I turn my head slightly toward her in the dark. “Thanks.”

“You’re welcome.” Her voice is sleepy now. “But I’m still gonna punish you for calling it woo-woo shit tomorrow.”

“Wouldn’t expect anything less.”

She nestles a little closer, her voice drifting. “For the record, you don’t have to tell me what it was about. I mean, I’d listen. But you don’t owe me anything.”

My jaw tightens, and for a second, I think I won’t say anything. But then I do.

“I fell through the ice when I was ten.”

Zoe doesn’t move, doesn’t interrupt.

“My brother pulled me out. But he… he got stuck. It took them longer to get to him. He was in the hospital for weeks. Lost his shot at playing. All because I wasn’t paying attention.”

The silence is still, but not the kind that feels empty, more like the kind that wraps around you.

“You were a kid,” she says eventually. “That wasn’t your fault.”

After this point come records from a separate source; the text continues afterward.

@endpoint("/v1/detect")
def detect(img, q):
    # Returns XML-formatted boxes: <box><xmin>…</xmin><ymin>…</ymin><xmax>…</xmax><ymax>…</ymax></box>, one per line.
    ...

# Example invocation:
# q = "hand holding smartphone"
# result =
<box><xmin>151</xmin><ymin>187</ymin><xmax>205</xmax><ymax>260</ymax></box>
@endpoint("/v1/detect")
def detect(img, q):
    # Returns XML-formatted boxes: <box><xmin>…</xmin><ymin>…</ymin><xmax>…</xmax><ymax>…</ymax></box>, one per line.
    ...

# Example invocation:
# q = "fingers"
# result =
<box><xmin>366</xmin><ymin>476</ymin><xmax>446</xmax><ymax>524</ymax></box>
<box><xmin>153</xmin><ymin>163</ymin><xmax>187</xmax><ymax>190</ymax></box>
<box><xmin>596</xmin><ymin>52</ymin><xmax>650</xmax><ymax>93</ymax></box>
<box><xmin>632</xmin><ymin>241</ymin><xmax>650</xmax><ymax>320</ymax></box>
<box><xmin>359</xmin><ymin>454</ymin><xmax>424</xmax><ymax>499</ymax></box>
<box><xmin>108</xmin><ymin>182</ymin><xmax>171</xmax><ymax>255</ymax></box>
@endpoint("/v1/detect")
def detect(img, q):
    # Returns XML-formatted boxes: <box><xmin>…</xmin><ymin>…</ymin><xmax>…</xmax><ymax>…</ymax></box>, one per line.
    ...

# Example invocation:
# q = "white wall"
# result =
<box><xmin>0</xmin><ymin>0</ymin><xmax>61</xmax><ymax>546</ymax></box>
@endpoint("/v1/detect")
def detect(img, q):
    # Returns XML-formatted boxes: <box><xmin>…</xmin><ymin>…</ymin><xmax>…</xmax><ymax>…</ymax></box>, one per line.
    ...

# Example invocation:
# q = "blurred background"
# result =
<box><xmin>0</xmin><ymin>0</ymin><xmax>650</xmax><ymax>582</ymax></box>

“Tell that to the kid who still has the same nightmare fifteen years later.”

“I will,” she says softly. “And then I’ll stay right here until he believes me.”

My chest caves a little at that. Just enough to let her words in, to let her voice settle in the hollow space I hadn’t realized was there.

Zoe yawns softly into her pillow. “Get some sleep, Chase.”

And somehow, lying here in the dark, with her hand still threaded in mine and my name on her lips, I believe her.